According to a press release, the new product combines the concepts of Split Dollar arrangements and Buy-Sell planning, to allow each owner to own the life insurance policy (and its cash value) on his or her life, while insuring against the loss of business due to another owner’s death. In a traditional cross-purchase buy-sell agreement, one business owner purchases a life insurance policy on the other owners to be able to purchase the business shares of the other owner at the time of his or her death.
The new product, according to the press release, eliminates the disadvantages of traditional buy-sell plans such as:
- the owners do not own a policy on their own life.
- at retirement, the owners must transfer the policies to the insureds, creating tax issues.
- in the case of more than two owners, each owner must purchase a separate policy for each of the other owners.
With the cross-endorsement buy-sell plan, because each business owner owns his or her own policy, he or she can also use the policy to fund a lifetime buyout of the business due to disability, for retirement income, or estate planning, the press release said. Even if there are multiple owners, each owner only has to buy one policy.
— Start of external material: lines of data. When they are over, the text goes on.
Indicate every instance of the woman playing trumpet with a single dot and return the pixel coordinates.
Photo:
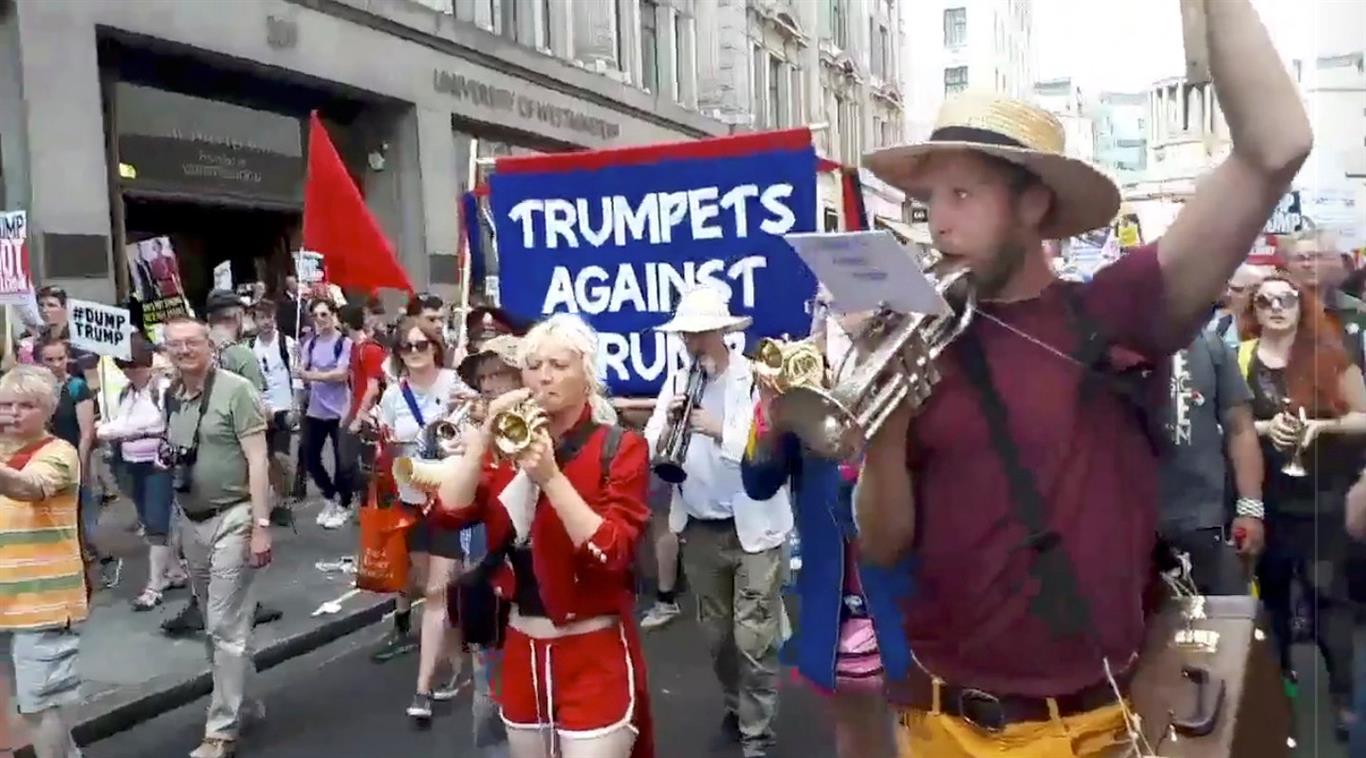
(1309, 402)
(847, 612)
(567, 510)
(422, 396)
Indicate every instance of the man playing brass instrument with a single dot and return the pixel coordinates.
(732, 544)
(1026, 484)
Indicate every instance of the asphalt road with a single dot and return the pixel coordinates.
(336, 702)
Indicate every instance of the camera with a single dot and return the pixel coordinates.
(180, 463)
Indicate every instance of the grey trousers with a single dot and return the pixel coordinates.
(739, 609)
(217, 551)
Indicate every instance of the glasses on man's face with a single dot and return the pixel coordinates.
(185, 346)
(1283, 301)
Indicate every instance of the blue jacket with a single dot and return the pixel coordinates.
(824, 516)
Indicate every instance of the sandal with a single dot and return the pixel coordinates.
(146, 601)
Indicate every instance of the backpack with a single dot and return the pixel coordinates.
(336, 348)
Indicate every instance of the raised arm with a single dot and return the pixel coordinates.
(1271, 134)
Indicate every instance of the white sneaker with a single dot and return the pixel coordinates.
(659, 615)
(327, 512)
(339, 518)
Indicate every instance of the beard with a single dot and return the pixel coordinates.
(995, 275)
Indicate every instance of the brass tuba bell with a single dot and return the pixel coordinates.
(784, 365)
(517, 426)
(899, 366)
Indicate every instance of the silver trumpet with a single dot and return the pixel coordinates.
(1295, 466)
(898, 368)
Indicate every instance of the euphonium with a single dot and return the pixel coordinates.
(421, 474)
(899, 366)
(783, 365)
(671, 450)
(515, 428)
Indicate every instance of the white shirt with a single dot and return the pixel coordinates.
(279, 376)
(140, 415)
(713, 488)
(405, 428)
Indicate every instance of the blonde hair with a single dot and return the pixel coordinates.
(574, 333)
(32, 381)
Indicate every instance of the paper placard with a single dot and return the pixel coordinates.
(15, 280)
(866, 271)
(101, 329)
(223, 276)
(308, 267)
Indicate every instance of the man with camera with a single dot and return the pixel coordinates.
(219, 458)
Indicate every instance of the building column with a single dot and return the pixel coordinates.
(63, 123)
(594, 32)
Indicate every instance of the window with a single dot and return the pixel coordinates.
(649, 47)
(758, 67)
(678, 56)
(775, 97)
(508, 19)
(839, 25)
(955, 79)
(955, 27)
(545, 23)
(884, 45)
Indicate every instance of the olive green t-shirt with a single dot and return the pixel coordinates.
(220, 473)
(239, 359)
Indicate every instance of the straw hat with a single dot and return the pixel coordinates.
(504, 347)
(704, 309)
(1023, 134)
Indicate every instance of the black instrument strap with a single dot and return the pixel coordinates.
(566, 451)
(1059, 601)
As part of the new product launch, John Hancock is also releasing a new John Hancock Solutions module to illustrate the cross-endorsement buy-sell plan along with marketing materials to complement the illustrations. Using summaries, flowcharts, and graphs, producers can familiarize clients with the cross-endorsement buy-sell plan concept, and then present data and calculations illustrating a client’s specific situation for those clients who are interested in purchasing the product, the announcement said.